Dana Minton, coordinator of health promotion and faculty adviser for Geneseo Healthguards, ran a workshop last Friday titled: "Yes, I'm Stressed - I'm a College Student!" Minton said that the Stressbusters workshop series began because, "There were students who were stressed but didn't need formal counseling, so this was a way to provide something in between."
The workshop began with the coloring of mandalas, concentric patterns of geometric shapes. In some religions, mandalas represent the universe and their creation is a meditative practice.
Minton then led a discussion that was based on the attendees' individual sources of stress and included a talk about the nature of stress itself. According to Minton, stress affects every person differently. She said that sometimes, "If you talk to other people and realize how stressed out everybody else is, it helps."
Minton said that stress is a natural part of life. She said one definition of stress refers to "the wear and tear our bodies experience" or the "response to demands" placed on oneself. Minton also noted that stress can be helpful: "When you have a paper due, a little stress can sometimes help you to get it done," she said. Problems, however, are prone to arise when students experience too much stress. Minton said she believes that the key to dealing well with stress is balance. During the workshop she advised students to "find what works for you" and told them not to "take everything so seriously that you don't enjoy your four years here."

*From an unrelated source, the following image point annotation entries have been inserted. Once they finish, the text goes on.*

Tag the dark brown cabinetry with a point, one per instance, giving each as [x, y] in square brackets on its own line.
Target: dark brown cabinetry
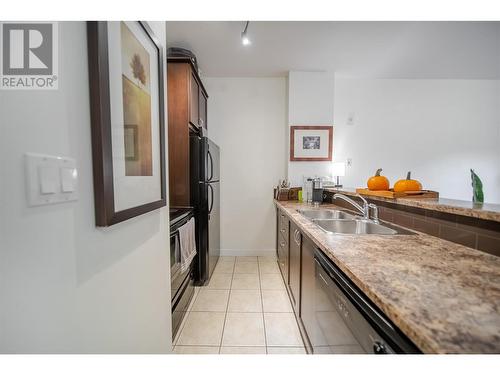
[282, 245]
[295, 267]
[307, 287]
[187, 108]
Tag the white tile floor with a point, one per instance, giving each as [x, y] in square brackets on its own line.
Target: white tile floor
[244, 310]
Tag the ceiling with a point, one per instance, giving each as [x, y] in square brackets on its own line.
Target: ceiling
[454, 50]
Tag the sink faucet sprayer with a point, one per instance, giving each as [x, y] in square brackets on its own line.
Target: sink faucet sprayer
[365, 209]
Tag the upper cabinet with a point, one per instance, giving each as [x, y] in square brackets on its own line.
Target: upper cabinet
[203, 109]
[194, 102]
[187, 111]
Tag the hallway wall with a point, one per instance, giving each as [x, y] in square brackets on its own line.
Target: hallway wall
[65, 285]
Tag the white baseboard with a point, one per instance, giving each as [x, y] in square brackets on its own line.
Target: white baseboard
[241, 252]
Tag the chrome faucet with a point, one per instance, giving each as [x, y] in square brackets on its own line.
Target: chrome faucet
[364, 210]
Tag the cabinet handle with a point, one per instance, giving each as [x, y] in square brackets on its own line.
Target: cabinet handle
[322, 278]
[296, 236]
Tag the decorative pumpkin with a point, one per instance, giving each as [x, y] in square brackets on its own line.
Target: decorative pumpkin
[378, 182]
[407, 185]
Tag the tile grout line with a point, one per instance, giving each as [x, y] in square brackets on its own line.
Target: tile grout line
[262, 304]
[227, 306]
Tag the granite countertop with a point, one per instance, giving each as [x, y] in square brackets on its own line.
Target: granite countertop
[485, 211]
[445, 297]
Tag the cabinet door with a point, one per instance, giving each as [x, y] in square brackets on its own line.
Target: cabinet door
[307, 297]
[203, 109]
[295, 268]
[194, 98]
[282, 244]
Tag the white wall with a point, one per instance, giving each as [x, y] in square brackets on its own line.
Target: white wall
[247, 119]
[438, 129]
[65, 285]
[310, 102]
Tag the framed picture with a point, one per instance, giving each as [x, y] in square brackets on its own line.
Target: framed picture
[128, 121]
[311, 143]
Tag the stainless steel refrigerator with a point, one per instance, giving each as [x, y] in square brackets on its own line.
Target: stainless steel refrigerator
[205, 198]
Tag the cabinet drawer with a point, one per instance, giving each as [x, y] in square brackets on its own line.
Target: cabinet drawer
[283, 225]
[283, 261]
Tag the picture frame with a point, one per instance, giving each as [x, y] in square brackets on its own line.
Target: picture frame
[126, 84]
[311, 143]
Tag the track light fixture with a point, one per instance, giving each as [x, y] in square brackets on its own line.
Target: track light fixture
[244, 36]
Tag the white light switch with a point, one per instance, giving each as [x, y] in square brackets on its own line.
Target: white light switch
[50, 179]
[68, 177]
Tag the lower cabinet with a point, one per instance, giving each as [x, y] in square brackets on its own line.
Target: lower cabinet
[295, 267]
[282, 248]
[308, 285]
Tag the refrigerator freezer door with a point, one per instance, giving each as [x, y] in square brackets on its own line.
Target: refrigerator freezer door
[214, 226]
[213, 162]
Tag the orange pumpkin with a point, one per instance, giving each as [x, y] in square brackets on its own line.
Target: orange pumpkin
[407, 185]
[378, 182]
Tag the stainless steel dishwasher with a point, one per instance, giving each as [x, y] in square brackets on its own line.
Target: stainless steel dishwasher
[346, 321]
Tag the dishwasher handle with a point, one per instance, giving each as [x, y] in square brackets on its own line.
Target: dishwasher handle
[382, 325]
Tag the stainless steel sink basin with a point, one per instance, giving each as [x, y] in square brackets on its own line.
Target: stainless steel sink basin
[326, 214]
[357, 227]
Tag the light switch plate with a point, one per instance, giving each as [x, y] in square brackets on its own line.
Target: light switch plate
[50, 179]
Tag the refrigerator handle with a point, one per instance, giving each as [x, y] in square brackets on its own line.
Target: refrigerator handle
[211, 199]
[211, 166]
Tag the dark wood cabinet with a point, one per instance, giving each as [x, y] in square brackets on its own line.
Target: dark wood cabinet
[185, 91]
[307, 288]
[282, 248]
[203, 109]
[194, 102]
[295, 267]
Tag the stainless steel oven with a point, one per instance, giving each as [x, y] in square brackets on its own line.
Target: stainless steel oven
[347, 321]
[182, 283]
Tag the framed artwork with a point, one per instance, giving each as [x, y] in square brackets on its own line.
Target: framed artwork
[311, 143]
[128, 121]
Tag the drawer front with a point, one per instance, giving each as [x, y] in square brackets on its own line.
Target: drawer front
[283, 225]
[283, 258]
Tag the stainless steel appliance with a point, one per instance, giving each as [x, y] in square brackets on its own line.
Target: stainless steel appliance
[205, 198]
[345, 321]
[181, 283]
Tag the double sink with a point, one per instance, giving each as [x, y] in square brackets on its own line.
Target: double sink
[340, 222]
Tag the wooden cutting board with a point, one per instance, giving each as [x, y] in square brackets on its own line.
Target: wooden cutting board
[391, 194]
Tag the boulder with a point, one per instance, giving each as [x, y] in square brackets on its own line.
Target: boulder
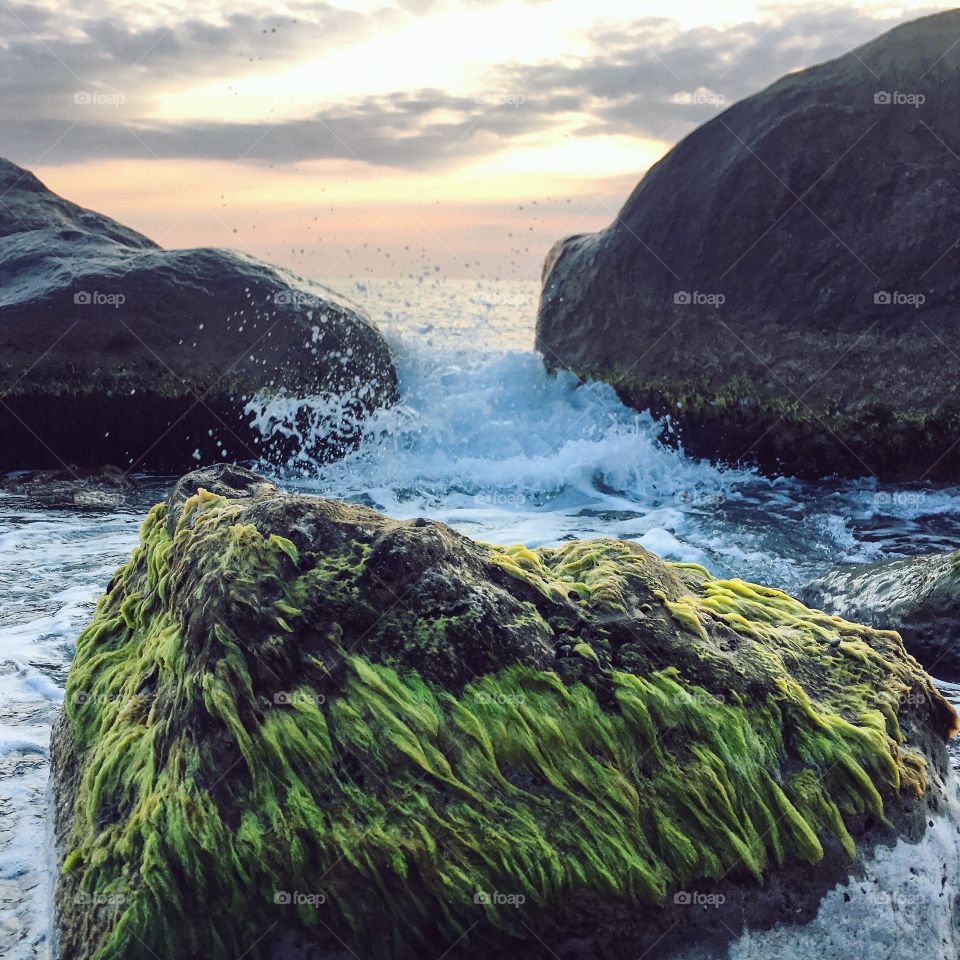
[113, 350]
[919, 597]
[298, 728]
[783, 282]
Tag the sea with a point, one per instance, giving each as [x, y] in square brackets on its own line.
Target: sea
[483, 439]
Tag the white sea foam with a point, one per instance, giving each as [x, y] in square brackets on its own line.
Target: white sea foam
[484, 439]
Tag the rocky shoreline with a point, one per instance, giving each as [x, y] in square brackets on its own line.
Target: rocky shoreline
[114, 350]
[780, 313]
[578, 751]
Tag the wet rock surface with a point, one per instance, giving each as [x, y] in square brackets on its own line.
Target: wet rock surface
[919, 597]
[114, 350]
[777, 284]
[297, 727]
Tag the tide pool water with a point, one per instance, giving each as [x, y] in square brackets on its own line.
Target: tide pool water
[483, 439]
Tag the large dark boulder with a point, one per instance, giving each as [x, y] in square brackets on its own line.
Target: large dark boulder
[919, 597]
[296, 727]
[784, 283]
[113, 350]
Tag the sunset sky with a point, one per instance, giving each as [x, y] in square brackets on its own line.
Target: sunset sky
[378, 138]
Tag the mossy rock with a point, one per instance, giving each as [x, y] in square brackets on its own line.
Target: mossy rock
[296, 716]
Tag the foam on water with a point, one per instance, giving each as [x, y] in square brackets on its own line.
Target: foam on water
[484, 439]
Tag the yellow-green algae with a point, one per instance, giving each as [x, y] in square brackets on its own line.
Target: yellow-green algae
[202, 794]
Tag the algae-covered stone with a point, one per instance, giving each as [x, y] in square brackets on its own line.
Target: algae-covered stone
[296, 724]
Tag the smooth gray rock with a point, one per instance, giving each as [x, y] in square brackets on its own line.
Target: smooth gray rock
[762, 284]
[114, 350]
[919, 597]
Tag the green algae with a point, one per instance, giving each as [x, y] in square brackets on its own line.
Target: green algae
[254, 754]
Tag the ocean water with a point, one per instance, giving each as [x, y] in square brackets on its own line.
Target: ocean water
[482, 439]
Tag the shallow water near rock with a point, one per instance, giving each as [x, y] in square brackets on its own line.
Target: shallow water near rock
[483, 439]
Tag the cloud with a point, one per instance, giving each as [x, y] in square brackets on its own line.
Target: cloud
[648, 77]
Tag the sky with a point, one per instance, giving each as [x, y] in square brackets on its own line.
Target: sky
[377, 138]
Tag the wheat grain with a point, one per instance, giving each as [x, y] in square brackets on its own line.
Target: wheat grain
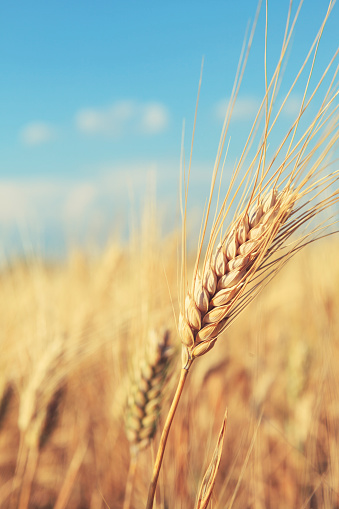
[212, 299]
[146, 395]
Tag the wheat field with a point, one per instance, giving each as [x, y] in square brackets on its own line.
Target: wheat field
[94, 345]
[70, 334]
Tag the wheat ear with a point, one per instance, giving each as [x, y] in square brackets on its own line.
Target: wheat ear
[270, 210]
[145, 400]
[215, 293]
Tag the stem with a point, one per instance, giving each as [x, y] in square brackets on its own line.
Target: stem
[163, 438]
[130, 481]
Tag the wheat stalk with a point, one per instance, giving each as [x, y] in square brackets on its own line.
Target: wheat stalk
[146, 394]
[272, 205]
[215, 293]
[145, 400]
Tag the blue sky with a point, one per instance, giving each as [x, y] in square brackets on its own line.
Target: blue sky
[93, 97]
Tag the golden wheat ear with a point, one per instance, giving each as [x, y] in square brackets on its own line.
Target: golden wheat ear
[147, 391]
[229, 271]
[145, 400]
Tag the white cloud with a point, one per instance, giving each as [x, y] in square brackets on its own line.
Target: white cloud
[244, 109]
[123, 118]
[37, 133]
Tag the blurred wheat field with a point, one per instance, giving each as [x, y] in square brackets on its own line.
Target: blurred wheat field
[70, 334]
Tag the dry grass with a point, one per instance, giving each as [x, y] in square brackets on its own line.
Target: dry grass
[69, 333]
[276, 368]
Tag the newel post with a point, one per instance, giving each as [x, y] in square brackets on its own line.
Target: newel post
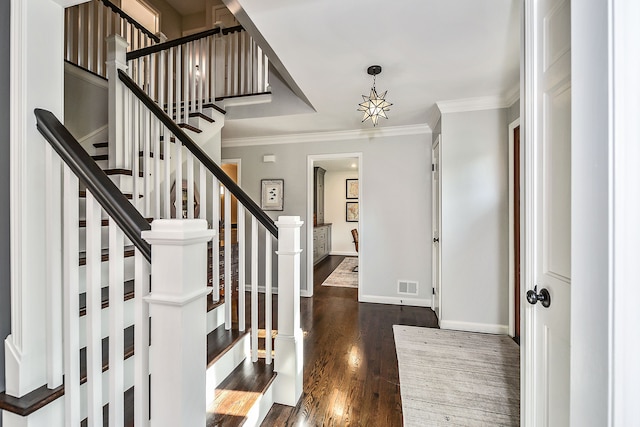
[178, 308]
[116, 60]
[288, 342]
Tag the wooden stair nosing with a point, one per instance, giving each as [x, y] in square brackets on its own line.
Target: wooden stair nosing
[221, 340]
[129, 251]
[240, 390]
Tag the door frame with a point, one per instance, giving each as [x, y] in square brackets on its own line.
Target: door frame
[512, 272]
[437, 278]
[311, 159]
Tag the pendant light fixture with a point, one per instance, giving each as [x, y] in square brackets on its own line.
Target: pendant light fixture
[374, 105]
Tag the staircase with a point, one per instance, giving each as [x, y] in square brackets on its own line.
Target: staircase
[129, 340]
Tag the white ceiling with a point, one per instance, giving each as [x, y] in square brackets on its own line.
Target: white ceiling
[430, 50]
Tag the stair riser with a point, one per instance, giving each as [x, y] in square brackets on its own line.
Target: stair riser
[129, 369]
[129, 272]
[221, 369]
[129, 318]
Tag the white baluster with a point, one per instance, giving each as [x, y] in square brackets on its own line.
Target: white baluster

Next, Minton introduced deep breathing exercises to the group. The lights were turned off and the calming melody of Enya's "Only Time" filled the room. Minton instructed students to close their eyes and inhale through the nose, slowly filling their lungs with air and exhaling through the mouth. "We breathe shallowly in everyday life," said Minton, "so taking time to breathe deeply can help one relax." The students practiced holding and releasing their tensed muscles in intervals of a few seconds. According to Minton, "It's hard to know what it really feels like to relax all your muscles, but this exercise helps."
Junior Nick Turecamo said he came to the workshop to "find ways to de-stress." As an upperclassman, Turecamo is familiar with the pace of each semester: The workload quickly increases after the first few weeks of school. "Eventually I'll start to get stressed out," he said. "I want to find some ways to deal with it now." Turecamo said he enjoyed the breathing exercises and felt "much less tense" after the workshop.
Each Stressbusters workshop teaches students a different way to relieve stress, and future sessions will encompass yoga lessons, meditation, self-hypnosis, and deep breathing techniques. They are held Fridays from 3 - 4 p.m. in the Interfaith Center on Franklin Street.